A project created because my fiance is better at Wordle than I am.
This project predicts the most statistically probable solution to a Wordle puzzle, taking user input at each step.
It can be used in one of two ways:
- If a user is stuck, they can enter their guesses and recieve the best word recommendation
- A user can use the recommended words for each guess, resulting in the lowest possible average score (3.44 guesses on average, compared to the global user average of 4.02)
Load it up using the link above! If the app has not been opened by a user in some time, it may be necessary to wait a few moments for it to be redeployed by Streamlit.
You can load up the official daily wordle or play an unlimited puzzle.
The app sidebar provides an explanation of how to use the app to solve your wordle puzzle.

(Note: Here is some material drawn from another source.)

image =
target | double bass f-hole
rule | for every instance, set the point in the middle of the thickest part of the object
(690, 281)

This implementation uses a higher variance approach to solving the puzzle because I wanted to optimize the probability of 2 and 3 step solves. For reference, this implementation has an observed 2 step solve rate of 5% and a mean solve rate of 3.44 and the theoretically optimal information theory based approach has a two step solve rate of 3.45%, and a mean solve rate of 3.42. This approach has a slightly higher expected value, but is more likely to solve the puzzle quickly.

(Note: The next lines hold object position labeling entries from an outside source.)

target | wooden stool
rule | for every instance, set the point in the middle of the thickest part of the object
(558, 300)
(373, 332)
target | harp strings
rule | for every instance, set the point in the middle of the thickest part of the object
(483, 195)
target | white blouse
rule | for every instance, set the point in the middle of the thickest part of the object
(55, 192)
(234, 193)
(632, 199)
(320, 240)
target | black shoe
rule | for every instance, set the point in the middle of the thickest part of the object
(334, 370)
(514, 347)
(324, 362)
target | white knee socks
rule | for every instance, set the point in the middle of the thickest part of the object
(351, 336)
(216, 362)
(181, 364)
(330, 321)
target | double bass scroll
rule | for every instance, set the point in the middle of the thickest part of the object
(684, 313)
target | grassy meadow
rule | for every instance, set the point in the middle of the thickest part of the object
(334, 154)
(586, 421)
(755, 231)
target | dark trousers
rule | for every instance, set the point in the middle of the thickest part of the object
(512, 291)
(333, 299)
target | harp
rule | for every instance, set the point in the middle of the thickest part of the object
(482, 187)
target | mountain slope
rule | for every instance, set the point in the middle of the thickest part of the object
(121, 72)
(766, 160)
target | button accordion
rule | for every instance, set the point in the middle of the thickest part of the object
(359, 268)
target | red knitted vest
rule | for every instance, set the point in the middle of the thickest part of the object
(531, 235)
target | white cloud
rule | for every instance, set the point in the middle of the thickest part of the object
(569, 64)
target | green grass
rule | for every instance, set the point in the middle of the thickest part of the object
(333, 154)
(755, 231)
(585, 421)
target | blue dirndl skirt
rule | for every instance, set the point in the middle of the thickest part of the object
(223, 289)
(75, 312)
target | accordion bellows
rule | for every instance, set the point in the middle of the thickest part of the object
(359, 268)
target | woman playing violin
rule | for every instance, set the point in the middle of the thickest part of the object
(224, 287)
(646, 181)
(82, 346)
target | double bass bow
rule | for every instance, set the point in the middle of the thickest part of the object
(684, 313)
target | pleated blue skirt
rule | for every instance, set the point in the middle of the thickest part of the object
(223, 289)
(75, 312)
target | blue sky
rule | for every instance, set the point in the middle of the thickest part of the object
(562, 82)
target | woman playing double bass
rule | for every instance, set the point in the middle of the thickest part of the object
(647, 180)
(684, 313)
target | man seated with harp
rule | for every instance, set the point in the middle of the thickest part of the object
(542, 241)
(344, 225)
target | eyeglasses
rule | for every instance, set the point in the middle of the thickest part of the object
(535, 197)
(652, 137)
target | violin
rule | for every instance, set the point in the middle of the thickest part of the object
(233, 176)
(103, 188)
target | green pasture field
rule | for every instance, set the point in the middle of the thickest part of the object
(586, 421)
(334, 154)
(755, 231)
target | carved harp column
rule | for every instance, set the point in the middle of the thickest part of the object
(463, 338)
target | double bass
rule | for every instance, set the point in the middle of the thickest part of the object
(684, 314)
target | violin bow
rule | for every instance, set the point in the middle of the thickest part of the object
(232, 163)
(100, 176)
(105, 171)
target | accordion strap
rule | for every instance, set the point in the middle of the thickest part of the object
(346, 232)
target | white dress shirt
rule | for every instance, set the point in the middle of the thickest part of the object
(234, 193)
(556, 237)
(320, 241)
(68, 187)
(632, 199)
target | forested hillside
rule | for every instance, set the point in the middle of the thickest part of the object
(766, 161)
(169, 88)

Generally, this solution focuses on achieving the optimal number of 'greens' -- correct letter in the correct place -- as it finds probabilities for each word in each column seperately.

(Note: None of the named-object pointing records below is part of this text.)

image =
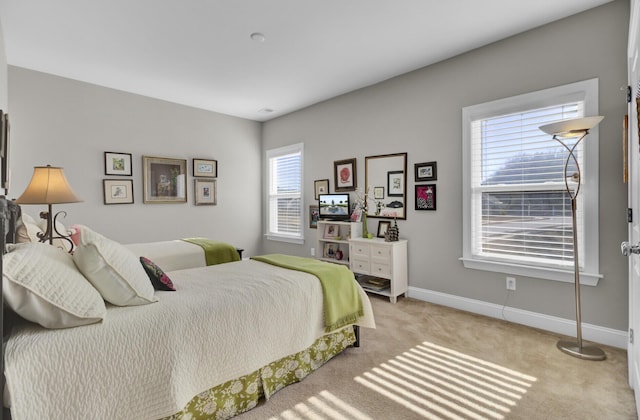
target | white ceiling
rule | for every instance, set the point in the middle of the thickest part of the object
(199, 52)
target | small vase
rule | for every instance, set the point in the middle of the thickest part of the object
(365, 232)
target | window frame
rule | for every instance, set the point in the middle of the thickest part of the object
(269, 155)
(586, 91)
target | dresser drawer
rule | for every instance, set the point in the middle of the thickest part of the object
(380, 270)
(359, 250)
(359, 265)
(381, 253)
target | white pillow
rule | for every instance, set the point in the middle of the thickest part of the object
(112, 269)
(42, 284)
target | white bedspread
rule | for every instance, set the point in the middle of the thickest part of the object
(171, 255)
(146, 362)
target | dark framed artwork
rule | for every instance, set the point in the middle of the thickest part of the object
(320, 186)
(426, 197)
(395, 183)
(164, 180)
(383, 225)
(117, 164)
(344, 175)
(205, 168)
(205, 192)
(314, 216)
(426, 171)
(118, 191)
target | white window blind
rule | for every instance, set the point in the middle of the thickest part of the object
(520, 207)
(284, 199)
(516, 211)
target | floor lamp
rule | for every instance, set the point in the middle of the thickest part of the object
(575, 128)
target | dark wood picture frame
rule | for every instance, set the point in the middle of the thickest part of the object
(117, 191)
(116, 163)
(383, 225)
(205, 192)
(314, 216)
(207, 168)
(345, 175)
(395, 181)
(164, 180)
(425, 197)
(426, 171)
(320, 186)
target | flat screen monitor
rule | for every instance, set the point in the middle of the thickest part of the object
(334, 206)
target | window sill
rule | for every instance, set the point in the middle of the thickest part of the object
(586, 279)
(289, 239)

The algorithm initializes by loading a list of all possible wordle solutions.
A word's score is calculated as a product of probabilities -- akin to a likelihood. Each letter's probability in a column is computed as the number of remaining words that have that letter in that position, divided by the total number of remaining words. Each word's overall score is then determined as the product of these probabilities. This is the theoretical probability of the solution being that word in an independent, unbounded solution space (all combinations of letters are valid possibilities, and each column's outcome is indepedent). However, because the actual probabilities used are derived from the limited solution space only (valid words), this should correspond to the most "likely" solution in the limited space as well. The word that is recommended by the algorithm is one with the highest likelihood score.
As discussed above, it is possible to take an information theory approach that treats the columns as non independent -- focusing on guessing letters that provide information on the puzzle as a whole, rather than just that column. This is also somewhat accomplished by this algorithm, as it is reasonable to say that a letter being common in a given column means it is likely common in other columns as well, meaning it has a provides a high probability of being yellow, or else yields more information when it is found to be grey. However, this puzzle does not necessarily provide the optimal solution under this approach, though the empirical difference is extremely minor.
Letters with duplicate letters are handled in a way that respects this information based approach. Because recommending words with duplicate letters is likely under the independent column approach (i.e. 'e' is probability high probability in many columns), but does not yield as much information when guessed multiple times, letters with repeat letters are penalized and are generally only recommended when solutions with all unique letters are exhausted.